Birthdate: 8 December 1951
Birthplace: Kirkby, Liverpool, England
Other clubs: Bury (1967-73), Newcastle United (1973-74), Newcastle United (2 / 1982-84), Cork City (1985), APOEL (1985-87)
Bought from: Newcastle United
Signed for LFC: £175,000, 13.11.1974
International debut: 07.09.1977 vs. Switzerland
International caps: 25/3 - 02.06.1982
Liverpool debut: 16.11.1974
Last appearance: 28.09.1982
Debut goal: 08.03.1975
Last goal: 30.03.1982
Contract expiry: September 1982
Win ratio: 56.84% W:187 D:85 L:57
Games/goals ratio: 4.06
Honours: League Championship 1976/77, 1978/79, 1979/80, 1981/82; League Cup 1981, 1982; European Cup 1977, 1978, 1981, UEFA Cup 1976; PFA Player of the Year 1980, FWA Footballer of the Year 1980
Total games/goals opposite LFC: 5 / 0
LFC league games/goals: 232 / 54
Total LFC games/goals: 329 / 81
Player profileTerry Mac was a spectacular midfield player. He needed two years to settle into the Liverpool side, but when he did, he blossomed. He scored some truly memorable goals and his wizardry in midfield was justly rewarded in 1980 when he became the first player to win the Football Writers' and Professional Footballers' Assocation's Player of the Year awards in the same season. Kirkby-born McDermott supported Liverpool as a boy but his first professional club was Bury, from where he moved to Newcastle United in February 1973. He played in 56 League matches for the Magpies and just like Alan Kennedy, played against Liverpool in the 1974 FA Cup final before moving to Anfield. McDermott returned to his native Merseyside in November 1974 when he was a few weeks short of his twenty-third birthday as one of Bob Paisley's earliest signings. Three days after his arrival McDermott played in six successive League games in place of Brian Hall, but it was a frustrating time for him as he was in and out of the team as he settled in at his new club. In 1975/76 he was selected in the starting 11 for the opening eight games but was then replaced by Hall whose place was taken by Jimmy Case later in the season. McDermott was stuck in the reserves as Liverpool captured the League title and the UEFA Cup and looked like a change of club would be the only way to resurrect his career.

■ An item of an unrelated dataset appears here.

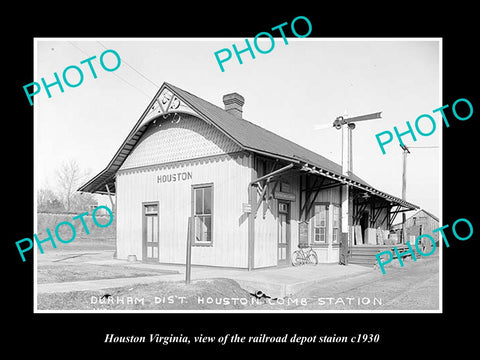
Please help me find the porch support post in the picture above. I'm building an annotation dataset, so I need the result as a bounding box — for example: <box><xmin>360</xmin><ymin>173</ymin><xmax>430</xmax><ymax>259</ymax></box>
<box><xmin>299</xmin><ymin>174</ymin><xmax>303</xmax><ymax>221</ymax></box>
<box><xmin>340</xmin><ymin>184</ymin><xmax>350</xmax><ymax>264</ymax></box>
<box><xmin>248</xmin><ymin>154</ymin><xmax>257</xmax><ymax>271</ymax></box>
<box><xmin>105</xmin><ymin>184</ymin><xmax>116</xmax><ymax>212</ymax></box>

McDermott's patience was wearing thin but his reward finally came in the memorable 1976/77 season when he was finally accepted not just as a good squad-player but an important member of the side itself. He started 36 games and was a firm fixture at the business end of the season when Liverpool successfully defended their title. The disappointment of again finishing on the losing side in an FA Cup final was soon forgotten as a typical run into space to collect Steve Heighway's pass saw McDermott fire the Reds ahead in the European Cup final against Gladbach. McDermott would add two more winners' medals to his collection in the world's most prestigious knock-out competition. McDermott also became a regular member of the England squad and was capped 25 times from 1977-1982. McDermott had scored eight goals for two seasons running when he reached double figures in 1979/80 and followed that with a goal-spree of 20 and 22 goals in the next couple of seasons which was outstanding for a midfielder. He credits a stunning hat-trick in only 16 minutes when Kevin Keegan returned with Hamburg for the second leg of the Super Cup on 6 December 1977 as the making of him at Liverpool. It wasn't like his goals were tap-ins either. His first goal of the 1978/79 season on 2 September 1978 was perhaps his most memorable when a sweeping move from one end of the pitch to the other saw him race 70 yards to powerfully head Steve Heighway's cross into the net for the final blow in Tottenham's 7-0 humiliation at Anfield. His long-range shooting became a feature of his game to add to his vision and tactical awareness and his chip in the replayed FA Cup semi-final with Everton in 1977 was voted "Goal of the Season" by the BBC. Another awesome strike dumped Spurs out of the FA Cup in 1980 when he took the ball over his shoulder on the right-hand corner of the penalty box and hit a volley that curved into the far top corner for the only goal of the game. Absolute magic! His runs from deep were very well timed and would often provide the finishing touch to a well-rehearsed attack.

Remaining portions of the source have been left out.